Quad/Graphics' Full-Year Results In-Line with Expectations; Strong Free Cash Flow Predicted for 2015
SUSSEX, WI—February 24, 2015—Quad/Graphics Inc. has reported its fourth quarter and full-year 2014 results. The reported results include Brown Printing ("Brown Printing") from the day of acquisition on May 30, 2014. Prior year financial results do not include the acquisition of Brown Printing.
"We are pleased to report that fourth quarter 2014 results were in line with our expectations," said Joel Quadracci, Quad/Graphics chairman, president and CEO. "Our ability to generate significant cash flow and maintain a strong balance sheet continues to allow us to deploy capital in ways to generate value for the company and our shareholders despite ongoing industry challenges. We continue to strengthen and grow the business through compelling acquisitions, such as Brown Printing and Marin’s International, and make strategic investments in our platform, including the recently announced three-year plan to transform our book platform through digital press technology. We remain committed to improving our clients’ experience with us while engaging employees to produce the very best results to advance our overall strategic goals."
Net sales for the fourth quarter 2014 were $1.4 billion, an increase of 5.5 percent over the same period in 2013, which was driven by the Brown Printing acquisition. Fourth quarter 2014 Adjusted EBITDA was $183 million compared to $198 million for the same period in 2013 and Adjusted EBITDA margin was 12.8 percent compared to 14.7 percent. The Adjusted EBITDA margin variance primarily reflects the impacts of ongoing volume and pricing pressures, and the margin dilution impact of the Brown Printing acquisition, which has a historically lower margin profile.

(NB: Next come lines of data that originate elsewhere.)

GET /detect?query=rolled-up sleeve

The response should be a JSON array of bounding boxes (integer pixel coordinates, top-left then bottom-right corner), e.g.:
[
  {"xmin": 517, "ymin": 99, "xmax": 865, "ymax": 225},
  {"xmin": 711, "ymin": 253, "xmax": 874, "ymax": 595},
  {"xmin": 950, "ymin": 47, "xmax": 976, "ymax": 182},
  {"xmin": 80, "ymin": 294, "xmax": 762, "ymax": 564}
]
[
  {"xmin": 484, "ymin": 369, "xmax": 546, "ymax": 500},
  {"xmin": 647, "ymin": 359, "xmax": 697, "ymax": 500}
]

For full-year 2014, net sales were $4.9 billion versus net sales of $4.8 billion for the previous year. Full-year 2014 Adjusted EBITDA was $543 million compared to $577 million for fiscal 2013, and Adjusted EBITDA margin was 11.2 percent compared to 12.0 percent for the previous year. Free Cash Flow was $154 million compared to $292 million for the previous year. The variance in Free Cash Flow was primarily due to an estimated $90 million one-time benefit in 2013 from the restoration of normalized working capital levels following the Vertis acquisition. Also contributing to the variance was increased working capital, including a working capital increase from the Brown Printing acquisition and lower Adjusted EBITDA.